BM: Well it came from the fact that we were doing a lot of tests on animals, cattle, horses and pet animals, mainly dogs and cats. We were providing a lot of data. It seemed useful to find out if the data was useful in helping diagnose disorders. I admit that didn’t work out too well. You had to have good records allowing comparison of the data and outcome of the animal’s disorder. The record keeping was not that reliable as to clinical diagnoses. I had to go through many records to attempt to put this together.
TL: I was visiting the IT department recently. I understand they are instituting a new software program which is supposed to improve limitations. I remember back in early 80’s when our learning was almost logarithmic. We were entering our laboratory data without corresponding clinical data. We were still able to examine relationships within laboratory data. The original intent was to include clinical and pathology data but this still has not happened. Until it does we will still be doing a lot of ‘supposing’ as to what these laboratory test mean.

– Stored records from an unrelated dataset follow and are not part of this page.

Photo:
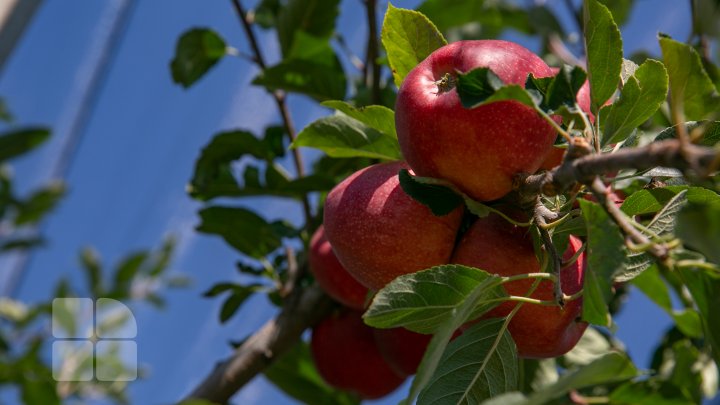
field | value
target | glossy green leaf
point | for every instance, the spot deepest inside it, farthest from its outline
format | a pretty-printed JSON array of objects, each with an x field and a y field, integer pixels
[
  {"x": 197, "y": 51},
  {"x": 408, "y": 37},
  {"x": 343, "y": 136},
  {"x": 423, "y": 301},
  {"x": 377, "y": 117},
  {"x": 606, "y": 257},
  {"x": 481, "y": 86},
  {"x": 240, "y": 228},
  {"x": 612, "y": 367},
  {"x": 440, "y": 199},
  {"x": 479, "y": 364},
  {"x": 314, "y": 17},
  {"x": 691, "y": 89},
  {"x": 708, "y": 135},
  {"x": 295, "y": 374},
  {"x": 604, "y": 52},
  {"x": 18, "y": 142},
  {"x": 699, "y": 228},
  {"x": 641, "y": 96}
]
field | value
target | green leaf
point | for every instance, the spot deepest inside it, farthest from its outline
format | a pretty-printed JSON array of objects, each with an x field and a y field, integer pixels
[
  {"x": 610, "y": 368},
  {"x": 39, "y": 204},
  {"x": 408, "y": 37},
  {"x": 691, "y": 89},
  {"x": 343, "y": 136},
  {"x": 313, "y": 17},
  {"x": 197, "y": 51},
  {"x": 295, "y": 374},
  {"x": 699, "y": 227},
  {"x": 709, "y": 131},
  {"x": 377, "y": 117},
  {"x": 423, "y": 301},
  {"x": 481, "y": 86},
  {"x": 641, "y": 96},
  {"x": 440, "y": 199},
  {"x": 559, "y": 90},
  {"x": 652, "y": 285},
  {"x": 240, "y": 228},
  {"x": 479, "y": 364},
  {"x": 18, "y": 142},
  {"x": 648, "y": 201},
  {"x": 604, "y": 52},
  {"x": 605, "y": 252}
]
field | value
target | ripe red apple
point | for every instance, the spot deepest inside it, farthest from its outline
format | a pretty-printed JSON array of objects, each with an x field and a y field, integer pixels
[
  {"x": 378, "y": 232},
  {"x": 332, "y": 276},
  {"x": 498, "y": 247},
  {"x": 401, "y": 348},
  {"x": 480, "y": 149},
  {"x": 347, "y": 357}
]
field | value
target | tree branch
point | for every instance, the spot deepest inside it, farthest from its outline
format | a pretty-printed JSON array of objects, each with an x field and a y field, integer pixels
[
  {"x": 301, "y": 310},
  {"x": 279, "y": 98},
  {"x": 667, "y": 153}
]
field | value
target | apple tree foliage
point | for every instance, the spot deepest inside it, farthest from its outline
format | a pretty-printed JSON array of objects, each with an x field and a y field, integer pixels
[{"x": 654, "y": 97}]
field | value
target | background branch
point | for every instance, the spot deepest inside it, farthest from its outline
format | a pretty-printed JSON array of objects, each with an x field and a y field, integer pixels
[{"x": 304, "y": 308}]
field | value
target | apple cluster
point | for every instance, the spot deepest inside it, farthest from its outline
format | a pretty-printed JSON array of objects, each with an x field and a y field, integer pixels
[{"x": 374, "y": 232}]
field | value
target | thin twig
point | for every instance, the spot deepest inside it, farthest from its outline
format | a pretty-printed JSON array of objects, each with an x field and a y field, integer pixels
[
  {"x": 301, "y": 310},
  {"x": 279, "y": 98}
]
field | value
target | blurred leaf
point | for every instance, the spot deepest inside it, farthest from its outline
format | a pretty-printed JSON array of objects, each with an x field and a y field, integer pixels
[
  {"x": 652, "y": 200},
  {"x": 612, "y": 367},
  {"x": 604, "y": 52},
  {"x": 241, "y": 228},
  {"x": 266, "y": 13},
  {"x": 314, "y": 17},
  {"x": 441, "y": 200},
  {"x": 691, "y": 89},
  {"x": 652, "y": 285},
  {"x": 560, "y": 89},
  {"x": 474, "y": 367},
  {"x": 710, "y": 132},
  {"x": 20, "y": 141},
  {"x": 39, "y": 204},
  {"x": 605, "y": 252},
  {"x": 343, "y": 136},
  {"x": 375, "y": 116},
  {"x": 93, "y": 270},
  {"x": 705, "y": 289},
  {"x": 295, "y": 374},
  {"x": 197, "y": 50},
  {"x": 408, "y": 37},
  {"x": 481, "y": 86},
  {"x": 699, "y": 227},
  {"x": 232, "y": 303},
  {"x": 423, "y": 301},
  {"x": 641, "y": 96}
]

BM: That is very true. That is what worried me for many years and still worries me. It has to start with the person looking at the sick animal and keeping a record as to what happens. Unfortunately, in veterinary medicine we treat animals up to a certain point and then it is not worthwhile treating them further and they are disposed of losing opportunity for follow up.
TL: Bern, we have covered a fair bit of material, some more superficial than intended, but since your retirement almost 20 years ago and you reflect on your career you must feel comfortable in what you have accomplished.

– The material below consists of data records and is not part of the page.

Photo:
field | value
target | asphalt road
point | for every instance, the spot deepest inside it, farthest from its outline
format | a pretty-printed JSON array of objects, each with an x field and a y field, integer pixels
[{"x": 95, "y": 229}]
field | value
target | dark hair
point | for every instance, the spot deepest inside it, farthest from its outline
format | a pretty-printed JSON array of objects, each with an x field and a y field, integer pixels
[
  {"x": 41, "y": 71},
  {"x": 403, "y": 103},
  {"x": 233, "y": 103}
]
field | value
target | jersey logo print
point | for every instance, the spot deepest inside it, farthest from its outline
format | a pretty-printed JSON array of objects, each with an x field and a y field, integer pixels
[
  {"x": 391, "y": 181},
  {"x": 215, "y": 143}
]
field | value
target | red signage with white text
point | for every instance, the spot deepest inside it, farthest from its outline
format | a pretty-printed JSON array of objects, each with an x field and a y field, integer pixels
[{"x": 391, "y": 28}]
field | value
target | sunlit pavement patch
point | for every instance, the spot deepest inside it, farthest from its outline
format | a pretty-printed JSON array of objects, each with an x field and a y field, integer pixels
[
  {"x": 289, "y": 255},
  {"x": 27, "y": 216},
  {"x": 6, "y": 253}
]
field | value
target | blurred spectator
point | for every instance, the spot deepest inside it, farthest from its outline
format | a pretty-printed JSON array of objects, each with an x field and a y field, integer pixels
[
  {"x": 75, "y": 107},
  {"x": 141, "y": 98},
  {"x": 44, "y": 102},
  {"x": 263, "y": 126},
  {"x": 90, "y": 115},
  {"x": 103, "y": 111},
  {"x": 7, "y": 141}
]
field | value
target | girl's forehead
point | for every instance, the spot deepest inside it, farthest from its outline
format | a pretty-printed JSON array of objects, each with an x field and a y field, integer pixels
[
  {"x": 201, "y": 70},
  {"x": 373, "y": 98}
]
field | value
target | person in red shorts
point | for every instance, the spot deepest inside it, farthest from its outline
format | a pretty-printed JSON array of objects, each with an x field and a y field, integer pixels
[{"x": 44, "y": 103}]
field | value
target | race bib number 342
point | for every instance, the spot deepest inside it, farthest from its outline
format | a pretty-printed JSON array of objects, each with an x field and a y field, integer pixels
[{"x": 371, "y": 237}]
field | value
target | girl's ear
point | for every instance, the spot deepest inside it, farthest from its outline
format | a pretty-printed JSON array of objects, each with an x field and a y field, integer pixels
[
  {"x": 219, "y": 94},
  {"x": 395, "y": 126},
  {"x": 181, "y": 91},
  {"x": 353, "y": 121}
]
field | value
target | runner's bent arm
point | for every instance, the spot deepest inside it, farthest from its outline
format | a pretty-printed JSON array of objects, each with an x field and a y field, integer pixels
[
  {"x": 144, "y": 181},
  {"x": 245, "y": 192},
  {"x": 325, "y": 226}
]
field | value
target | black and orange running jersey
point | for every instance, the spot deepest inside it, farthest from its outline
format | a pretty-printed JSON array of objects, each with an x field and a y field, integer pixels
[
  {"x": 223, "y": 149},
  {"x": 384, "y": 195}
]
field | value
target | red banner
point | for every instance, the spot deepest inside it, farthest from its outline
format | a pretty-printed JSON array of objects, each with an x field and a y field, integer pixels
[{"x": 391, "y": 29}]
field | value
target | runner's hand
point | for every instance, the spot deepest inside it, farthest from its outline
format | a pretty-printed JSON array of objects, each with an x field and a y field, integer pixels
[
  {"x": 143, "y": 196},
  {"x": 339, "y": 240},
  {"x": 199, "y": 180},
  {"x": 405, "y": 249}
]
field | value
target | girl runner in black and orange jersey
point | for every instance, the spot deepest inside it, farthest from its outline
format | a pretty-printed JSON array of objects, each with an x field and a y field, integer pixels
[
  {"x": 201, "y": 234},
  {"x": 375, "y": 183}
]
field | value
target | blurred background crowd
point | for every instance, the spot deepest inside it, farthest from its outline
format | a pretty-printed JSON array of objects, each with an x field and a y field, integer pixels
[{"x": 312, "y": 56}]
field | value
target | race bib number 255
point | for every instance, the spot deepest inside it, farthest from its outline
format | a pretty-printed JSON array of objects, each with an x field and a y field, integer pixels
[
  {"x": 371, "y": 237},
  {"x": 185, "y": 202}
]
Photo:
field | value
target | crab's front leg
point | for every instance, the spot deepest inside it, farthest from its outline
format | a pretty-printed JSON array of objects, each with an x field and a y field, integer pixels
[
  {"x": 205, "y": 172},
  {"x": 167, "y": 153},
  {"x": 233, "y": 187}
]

BM: I think the things I am most proud and pleased about are the people I worked with, the technicians, the people who ran the pathology department and the people who came to work with me, particularly you and Ted Valli, people who far outstripped what we could have done on our own. We were a group of people very happy to work on the things we liked to do. Your work and Ted Valli’s work brought us out of the dark ages. It made it worthwhile in the field of clinical pathology.
TL: It was the environment and the probing questions that you asked that stimulated us to try to come up with some answers.
BM: When you didn’t have answers yourself you asked other people. That is why I probed.
BM: In regards to your retirement, how have you used your time and ability to maintain such a positive attitude?
BM: I have had good friendships. When you go through life you have high school friendships, I had friends in the army but when I came back to the University I made many great friends with faculty and the people who worked with the faculty that was unbelievable and these people have contributed to my life before and after retirement. I think one of the things that I enjoy is going out to lunch with people I worked with once a week and visiting with them.
TL: I consider it an honour and a privilege to have been one of your students, a colleague, and then a fellow retiree.
Bern, thank you very much for taking the time to do this.